厚生労働省は9月19日、全国1,741市区町村を対象に初めて実施した「行方不明になった認知症の人等に関する調査」結果を公表した。今年5月末現在、認知症による身元不明者が35人存在しているほか、精神疾患や記憶障害などによる身元不明者が311人に上ることが明らかになった。厚労省は同日付で「今後の認知症高齢者等の行方不明・身元不明に対する自治体の取組の在り方について」(通知)を出した。
認知症の身元不明者35人は、男性24人、女性11人で、推定年齢は70代が最も多い18人。現在の居住場所は、病院10人、特別養護老人ホームなどの介護施設が17人、救護施設などが8人となっている。
一方、行方不明等に対し、徘徊・見守りSOSネットワーク事業やGPS等徘徊探知システム事業、見守り体制の構築などの事業を実施している市区町村は約6割にとどまっている。

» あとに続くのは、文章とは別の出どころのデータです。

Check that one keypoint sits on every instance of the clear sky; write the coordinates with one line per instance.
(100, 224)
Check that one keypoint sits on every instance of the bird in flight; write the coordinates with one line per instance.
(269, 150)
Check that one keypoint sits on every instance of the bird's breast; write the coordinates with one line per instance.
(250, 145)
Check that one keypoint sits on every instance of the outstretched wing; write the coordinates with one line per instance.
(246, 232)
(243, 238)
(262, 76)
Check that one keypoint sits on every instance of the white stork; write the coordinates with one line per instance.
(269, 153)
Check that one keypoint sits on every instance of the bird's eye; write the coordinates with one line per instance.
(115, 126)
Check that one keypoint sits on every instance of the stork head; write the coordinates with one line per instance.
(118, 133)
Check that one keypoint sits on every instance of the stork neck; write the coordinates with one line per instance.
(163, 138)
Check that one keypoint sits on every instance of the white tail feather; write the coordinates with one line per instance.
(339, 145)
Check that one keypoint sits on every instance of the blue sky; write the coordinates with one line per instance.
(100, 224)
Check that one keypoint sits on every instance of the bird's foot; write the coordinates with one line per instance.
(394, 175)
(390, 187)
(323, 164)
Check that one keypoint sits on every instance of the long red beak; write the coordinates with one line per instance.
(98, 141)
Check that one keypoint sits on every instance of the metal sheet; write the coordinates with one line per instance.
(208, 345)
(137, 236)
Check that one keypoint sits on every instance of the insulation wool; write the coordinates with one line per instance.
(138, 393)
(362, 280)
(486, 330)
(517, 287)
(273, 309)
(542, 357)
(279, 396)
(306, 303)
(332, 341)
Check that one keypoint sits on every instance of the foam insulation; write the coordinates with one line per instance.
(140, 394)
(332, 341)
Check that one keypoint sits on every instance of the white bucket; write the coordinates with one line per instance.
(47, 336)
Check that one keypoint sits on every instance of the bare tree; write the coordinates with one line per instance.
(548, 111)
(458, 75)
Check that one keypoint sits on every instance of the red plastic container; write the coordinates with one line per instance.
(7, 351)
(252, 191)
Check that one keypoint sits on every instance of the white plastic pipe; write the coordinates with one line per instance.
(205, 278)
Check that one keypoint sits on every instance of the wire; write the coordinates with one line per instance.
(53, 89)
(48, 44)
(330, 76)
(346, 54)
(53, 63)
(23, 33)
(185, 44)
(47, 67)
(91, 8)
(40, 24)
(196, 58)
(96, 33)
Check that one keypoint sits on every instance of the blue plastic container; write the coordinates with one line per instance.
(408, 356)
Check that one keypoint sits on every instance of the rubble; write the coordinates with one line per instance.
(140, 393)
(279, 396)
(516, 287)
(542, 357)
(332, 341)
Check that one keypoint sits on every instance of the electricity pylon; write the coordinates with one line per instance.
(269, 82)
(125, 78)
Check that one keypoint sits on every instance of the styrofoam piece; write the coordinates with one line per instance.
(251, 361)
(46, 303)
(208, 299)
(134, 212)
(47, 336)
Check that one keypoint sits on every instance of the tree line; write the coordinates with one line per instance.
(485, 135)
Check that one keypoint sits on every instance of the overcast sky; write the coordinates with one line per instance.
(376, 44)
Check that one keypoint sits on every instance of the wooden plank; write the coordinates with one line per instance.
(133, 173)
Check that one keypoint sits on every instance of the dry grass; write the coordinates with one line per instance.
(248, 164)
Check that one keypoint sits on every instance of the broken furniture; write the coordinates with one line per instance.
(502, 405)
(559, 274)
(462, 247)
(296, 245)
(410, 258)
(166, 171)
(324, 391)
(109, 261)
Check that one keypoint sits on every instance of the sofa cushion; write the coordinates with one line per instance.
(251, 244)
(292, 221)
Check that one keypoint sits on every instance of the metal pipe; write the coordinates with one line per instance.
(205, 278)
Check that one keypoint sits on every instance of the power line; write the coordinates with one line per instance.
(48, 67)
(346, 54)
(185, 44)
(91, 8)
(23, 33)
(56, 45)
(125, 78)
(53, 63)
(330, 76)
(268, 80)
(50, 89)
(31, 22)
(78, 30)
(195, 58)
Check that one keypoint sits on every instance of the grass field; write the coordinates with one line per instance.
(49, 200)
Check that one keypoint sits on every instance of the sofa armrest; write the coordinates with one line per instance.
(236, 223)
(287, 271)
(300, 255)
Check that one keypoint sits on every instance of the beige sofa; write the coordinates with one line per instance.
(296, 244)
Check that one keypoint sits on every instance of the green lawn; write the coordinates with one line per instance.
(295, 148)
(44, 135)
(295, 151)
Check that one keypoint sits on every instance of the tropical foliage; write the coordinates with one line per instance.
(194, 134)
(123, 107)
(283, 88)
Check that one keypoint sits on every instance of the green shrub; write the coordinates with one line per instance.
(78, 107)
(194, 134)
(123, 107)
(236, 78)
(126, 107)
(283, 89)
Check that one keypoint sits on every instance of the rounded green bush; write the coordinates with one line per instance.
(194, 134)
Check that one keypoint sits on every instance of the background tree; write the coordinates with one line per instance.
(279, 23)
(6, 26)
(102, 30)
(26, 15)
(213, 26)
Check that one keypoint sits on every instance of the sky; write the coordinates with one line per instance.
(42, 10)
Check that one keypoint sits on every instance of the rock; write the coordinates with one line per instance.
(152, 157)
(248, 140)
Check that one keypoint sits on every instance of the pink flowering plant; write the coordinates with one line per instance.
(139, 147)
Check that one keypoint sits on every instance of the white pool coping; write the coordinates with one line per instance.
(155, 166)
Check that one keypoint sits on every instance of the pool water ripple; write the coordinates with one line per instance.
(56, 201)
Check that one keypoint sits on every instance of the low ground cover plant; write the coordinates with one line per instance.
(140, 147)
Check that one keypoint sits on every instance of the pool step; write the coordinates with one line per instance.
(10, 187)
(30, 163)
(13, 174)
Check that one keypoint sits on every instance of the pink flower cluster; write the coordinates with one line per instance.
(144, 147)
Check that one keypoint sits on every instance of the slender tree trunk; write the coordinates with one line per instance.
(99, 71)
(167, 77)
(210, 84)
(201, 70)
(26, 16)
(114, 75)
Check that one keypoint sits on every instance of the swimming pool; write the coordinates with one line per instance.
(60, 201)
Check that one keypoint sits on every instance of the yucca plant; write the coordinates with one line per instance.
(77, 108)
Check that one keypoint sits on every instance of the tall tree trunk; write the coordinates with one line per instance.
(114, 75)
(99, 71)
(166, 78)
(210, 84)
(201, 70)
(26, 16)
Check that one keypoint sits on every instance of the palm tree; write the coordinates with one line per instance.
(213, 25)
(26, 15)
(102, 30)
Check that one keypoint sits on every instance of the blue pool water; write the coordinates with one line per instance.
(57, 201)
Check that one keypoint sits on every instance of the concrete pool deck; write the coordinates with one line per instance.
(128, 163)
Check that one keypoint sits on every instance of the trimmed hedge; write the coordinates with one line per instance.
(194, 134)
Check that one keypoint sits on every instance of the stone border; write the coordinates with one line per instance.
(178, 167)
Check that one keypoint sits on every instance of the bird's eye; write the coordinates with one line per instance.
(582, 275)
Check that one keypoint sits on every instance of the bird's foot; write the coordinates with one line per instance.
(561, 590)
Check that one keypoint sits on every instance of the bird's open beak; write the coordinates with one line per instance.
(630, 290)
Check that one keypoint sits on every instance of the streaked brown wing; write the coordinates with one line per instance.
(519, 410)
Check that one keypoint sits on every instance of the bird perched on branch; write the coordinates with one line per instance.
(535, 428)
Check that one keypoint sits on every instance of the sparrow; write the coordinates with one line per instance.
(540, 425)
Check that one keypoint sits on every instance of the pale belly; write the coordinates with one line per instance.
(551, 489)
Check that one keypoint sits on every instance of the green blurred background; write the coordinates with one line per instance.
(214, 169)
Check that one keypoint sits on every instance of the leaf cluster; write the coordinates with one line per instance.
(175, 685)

待機児童は2万1,371人           ~厚労省が公表

厚生労働省は9月12日、待機児童の数が今年4月1日現在で2万1,371人と4年連続で減少していることを公表した。厚労省の取りまとめによると、認可保育所を利用する児童は226万6,813人で、昨年より4万7,232人増加。一方、待機児童の数は直近1年間で1,370人減少し、待機児童がいる市区町村も昨年より2つ減少して338になったとしている。

「地域ヘルスケア産業支援ファンド」を設立
~地域経済活性化支援機構

政府系ファンドの株式会社地域経済活性化支援機構はこのほど、ヘルスケア産業全体を対象に地域経済の活性化や雇用の創出に資する事業者を支援する基金「地域ヘルスケア産業支援ファンド」を設立した。
同機構では、「高齢化社会の進展に伴い、地域包括ケアシステムの成立、民間サービスを含めた健康寿命延伸産業の拡大等、ヘルスケア産業全体の枠組みが大きく変化しようとしており、医療機関・介護事業者はもとより、ヘルスケア周辺事業者、異業種事業者が、地域単位で一体となって成長を果たしていく必要性が高まっている」と指摘。「機構が豊富に有するヘルスケア産業に精通した経営人材を集中投入することで、地域経済の活性化に資する新たなヘルスケア産業のモデルケースを構築したい」と説明している。
設立時の組合員は、みずほ銀行、常陽銀行、千葉銀行、横浜銀行、福岡銀行、西日本シティ銀行などで23億5,000万円を出資。今後100億円まで拡大する。存続期間は約7年を見込んでいる。